On topic: I've yanked rods with a farm jack without much pain.


----------



## glen1971 (Oct 10, 2012)

SteveBayshore said:


> Snap a pair of vise grips on it. Get a block of 4x4 or 6x6 as a fulcrum, use a bender handle under the vise grips and lever it out 6" at a time, like a seasaw. Relocate vise grips and repeat until you can pull it out by hand. We use this for removing stuck temporary fence posts all the time.


 
The time it would take me to pull a rod ain't worth what a new one is worth...


----------



## Next72969 (Dec 9, 2012)

eds said:


> Chuck it up in the hole hawg, throw it in reverse and spin it out while pulling backwards, or tell them to pound sand


:laughing: :laughing: i dont know why i laughed so hard when i read this


----------



## fp.unit (Dec 18, 2012)

yamatitan said:


> step 1: Use kinpex cobra to tighten crap out of acorn clamp on ground rod.
> step 2: Use knipex cobra and grab right under acorn clamp twist and pull up at same time.
> Step 3: success
> 
> We pull everyone of ours up that we used for temp poles and reuse them on the next one. Works every time with little effort, of course I live in a swamp and can usually push them in by hand too so ymmv.


Lol it usually takes me a solid 20 minutes to pound one into rock with a hilti. My forearms hate me everytime it's time to drive ground rods. So slow you can't even see them move, but they go.


----------



## Next72969 (Dec 9, 2012)

fp.unit said:


> Lol it usually takes me a solid 20 minutes to pound one into rock with a hilti. My forearms hate me everytime it's time to drive ground rods. So slow you can't even see them move, but they go.
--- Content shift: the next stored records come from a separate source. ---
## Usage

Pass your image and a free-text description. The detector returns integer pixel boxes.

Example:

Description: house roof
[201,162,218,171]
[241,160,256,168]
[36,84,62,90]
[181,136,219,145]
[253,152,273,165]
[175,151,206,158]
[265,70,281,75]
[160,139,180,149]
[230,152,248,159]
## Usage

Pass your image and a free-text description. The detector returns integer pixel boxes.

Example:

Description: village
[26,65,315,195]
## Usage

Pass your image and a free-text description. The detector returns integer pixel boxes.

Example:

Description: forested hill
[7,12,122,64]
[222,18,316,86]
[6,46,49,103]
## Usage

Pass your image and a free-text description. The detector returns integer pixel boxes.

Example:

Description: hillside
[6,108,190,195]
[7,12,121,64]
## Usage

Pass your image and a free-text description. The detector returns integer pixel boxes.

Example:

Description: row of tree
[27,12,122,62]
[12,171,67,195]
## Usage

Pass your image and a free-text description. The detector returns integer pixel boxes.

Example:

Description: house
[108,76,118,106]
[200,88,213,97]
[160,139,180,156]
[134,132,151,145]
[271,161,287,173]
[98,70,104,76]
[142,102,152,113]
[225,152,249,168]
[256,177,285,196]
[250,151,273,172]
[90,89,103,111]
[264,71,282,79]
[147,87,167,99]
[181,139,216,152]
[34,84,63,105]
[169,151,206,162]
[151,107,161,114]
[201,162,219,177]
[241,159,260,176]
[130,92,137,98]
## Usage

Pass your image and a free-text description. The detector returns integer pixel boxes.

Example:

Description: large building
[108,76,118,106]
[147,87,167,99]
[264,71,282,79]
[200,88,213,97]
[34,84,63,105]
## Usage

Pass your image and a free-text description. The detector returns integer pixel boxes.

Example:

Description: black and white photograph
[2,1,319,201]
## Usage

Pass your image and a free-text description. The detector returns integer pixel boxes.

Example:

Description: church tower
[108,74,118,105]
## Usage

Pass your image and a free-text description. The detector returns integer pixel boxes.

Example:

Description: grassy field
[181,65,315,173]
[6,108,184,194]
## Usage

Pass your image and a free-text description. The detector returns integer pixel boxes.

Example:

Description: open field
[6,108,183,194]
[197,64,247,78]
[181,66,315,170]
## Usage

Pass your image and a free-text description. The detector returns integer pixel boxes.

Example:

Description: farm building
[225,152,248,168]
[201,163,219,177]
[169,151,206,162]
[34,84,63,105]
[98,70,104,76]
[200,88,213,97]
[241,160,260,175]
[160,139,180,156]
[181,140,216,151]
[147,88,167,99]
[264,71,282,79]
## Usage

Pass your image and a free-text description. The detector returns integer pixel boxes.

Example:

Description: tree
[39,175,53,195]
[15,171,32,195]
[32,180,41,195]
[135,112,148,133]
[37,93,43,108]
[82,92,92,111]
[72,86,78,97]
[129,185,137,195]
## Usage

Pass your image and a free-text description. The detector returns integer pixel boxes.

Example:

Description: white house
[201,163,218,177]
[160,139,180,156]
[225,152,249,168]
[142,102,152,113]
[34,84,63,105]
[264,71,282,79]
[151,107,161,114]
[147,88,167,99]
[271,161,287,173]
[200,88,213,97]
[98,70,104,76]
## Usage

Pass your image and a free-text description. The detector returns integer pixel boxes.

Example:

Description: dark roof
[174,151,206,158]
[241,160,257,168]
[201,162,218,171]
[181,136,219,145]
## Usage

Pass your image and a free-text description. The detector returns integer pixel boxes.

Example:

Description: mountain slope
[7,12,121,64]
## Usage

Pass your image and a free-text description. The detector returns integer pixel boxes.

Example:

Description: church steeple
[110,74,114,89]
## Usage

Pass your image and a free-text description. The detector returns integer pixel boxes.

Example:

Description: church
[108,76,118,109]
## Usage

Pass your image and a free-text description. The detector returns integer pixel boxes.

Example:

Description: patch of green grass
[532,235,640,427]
Living on an island has its perks, i usually drive 3/4 of it by hand :thumbsup:


----------



## RIVETER (Sep 26, 2009)

randas said:


> farm jack


Why not leave it and driver another one?


----------



## TOOL_5150 (Aug 27, 2007)

480sparky said:


> Not according to half the people here.


I think its more around 53.8% :laughing::whistling2:


----------



## TOOL_5150 (Aug 27, 2007)

Next72969 said:


> :laughing: :laughing: i dont know why i laughed so hard when i read this


because if it worked, it would be funny, and if he broke his wrist doing it, it would be funny:thumbup:


----------